Desde o início dos anos 90 que Will Oldham é uma personagem feita de vários alter-egos, construído por músicas e imagens. Testemunhou o último grande sopro artístico do indie rock, recuperou um género proscrito (o country) e deu-nos a ouvir, como se fosse a primeira vez, essa manifestação de uma voz e de um texto chamada canção.

Fê-lo primeiro num tom desconfiado, quase lúgubre, duro, inspirado tanto pela honestidade do punk, como pelos ecos das montanhas Apalaches. Neste período, os seus discos tinham a assinatura de Palace Brothers, Palace Music ou apenas Palace, e inauguravam, para muitos, um novo género: o country alternativo. A partir de 1997, e até hoje, as coisas mudaram. Oldham abriu-se a versões (Richard Kelly, Leonard Cohen), foi alvo de versões (Johnny Cash, Mark Kozelek, Mark Lanegan) e colaborações (Björk, Current 93, Tortoise), envolveu-se em projectos laterais (com Matt Sweeney) e, sobretudo, tornou as suas canções mais partilháveis, mais próximas de quem as escuta. O humor, a exploração de outros arranjos e tradições da música popular americana (gospel, folk), a presença de vozes femininas e uma certa leveza contribuíram para essa intimidade.

Só as relações amorosas, a família, a liberdade, os temas eleitos do personagem, entretanto rebaptizada com o nome de Bonnie ‘Prince’ Billy, resistiram ao tempo. Neste retorno a Lisboa, a solo, traz-nos os temas compostos ao longo de vinte anos !

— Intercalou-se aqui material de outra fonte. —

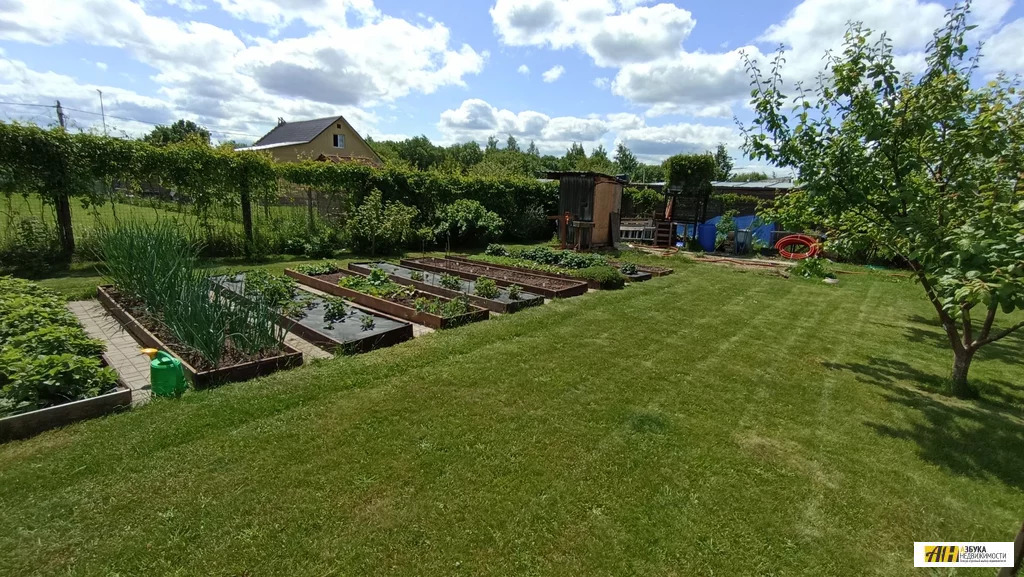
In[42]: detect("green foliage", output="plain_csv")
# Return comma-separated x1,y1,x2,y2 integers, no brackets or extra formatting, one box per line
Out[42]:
345,189,419,255
510,246,607,269
0,217,68,278
99,222,285,367
295,261,344,277
0,277,117,416
142,119,210,147
505,285,522,300
663,154,719,192
743,5,1024,397
473,277,501,298
483,244,509,256
572,265,628,290
715,145,733,180
434,199,505,246
438,273,462,290
338,269,416,299
792,257,836,279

voz e guitarra Will Oldham

Matt Kivel

Herói local em Los Angeles, a sua biografia escreve-se a cada dia, a cada disco. Planou por demasiado tempo abaixo do radar de meio mundo, ainda que originando um fluxo de trabalho constante, desafiante e tremendamente apaixonante. A história do guitarrista e compositor norte-americano é assim esparsa e em construção, tal como a linguagem musical que tem vindo a erigir a solo desde finais de 2013.

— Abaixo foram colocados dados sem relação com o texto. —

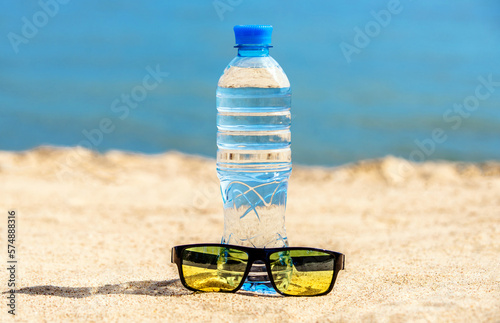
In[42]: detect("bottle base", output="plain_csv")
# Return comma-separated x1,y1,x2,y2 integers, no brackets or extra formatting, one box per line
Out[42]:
240,280,279,296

Entre a vida profissional e pessoal, é de facto uma felicidade ainda existir espaço para que as suas canções possam existir. Para quem se dedica a um emprego de oito horas diárias, o desafio pode ser gigante. Mas ao invés de incutir essa condição como escape frenético, Kivel trata de dar o oposto. O tempo – esse eterno grandioso inimigo – parece aqui moldado a bel prazer, subtraindo e acrescentando detalhes, apelando à atenção de quem o escuta. Claro que tamanha exigência só pode reservar uma gratificação à altura. Contam-se já cinco fabulosos álbuns, entre os quais uma obra maior chamada ‘Fires on the Plain’ (repartida em 26 temas em quase um total de hora e meia de duração). Quantos discos afinal possuem essa generosa ousadia de partilha alargada?

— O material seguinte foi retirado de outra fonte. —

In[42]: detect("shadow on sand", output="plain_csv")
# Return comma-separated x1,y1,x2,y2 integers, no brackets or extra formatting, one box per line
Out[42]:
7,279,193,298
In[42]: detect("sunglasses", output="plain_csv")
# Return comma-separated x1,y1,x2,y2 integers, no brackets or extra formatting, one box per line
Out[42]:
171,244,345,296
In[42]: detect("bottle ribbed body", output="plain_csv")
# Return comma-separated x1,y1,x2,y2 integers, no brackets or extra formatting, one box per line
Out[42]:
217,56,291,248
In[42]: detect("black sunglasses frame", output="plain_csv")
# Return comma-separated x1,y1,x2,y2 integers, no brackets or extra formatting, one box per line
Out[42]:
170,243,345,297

Desde “Double Exposure” que a fonte criativa se suspeita infindável. O dom vem a apurar-se cada vez mais com o próprio a desafiar as suas abordagens. Melodias irrepreensíveis, que rabiscam e serpenteiam a imaginação, suportadas numa poesia livre de substância ora confessional, ora surrealista. Com um charme outonal, ecoam aproximações a Jim O’Rourke de ‘Eureka’ ou uns Yo La Tengo mais estratosféricos. No entanto, fique claro que Kivel é mais que uma boa súmula de folk dada a leves experimentações estelares; é sim uma pequena lenda viva cujo valor já foi reconhecido por outros grandes como R. Stevie Moore, Alasdair Roberts ou Fred Thomas. Todos eles marcaram presença em ‘Heaven, Songs of Matt Kivel’ que reúne algumas versões de contemporâneos em redor da sua obra. Um feito deveras fascinante. Além disso, subido ao palco ao lado de Steve Gunn ou Angel Olsen. O currículum poderia aliás continuar – e sempre respeitando uma fasquia elevadíssima.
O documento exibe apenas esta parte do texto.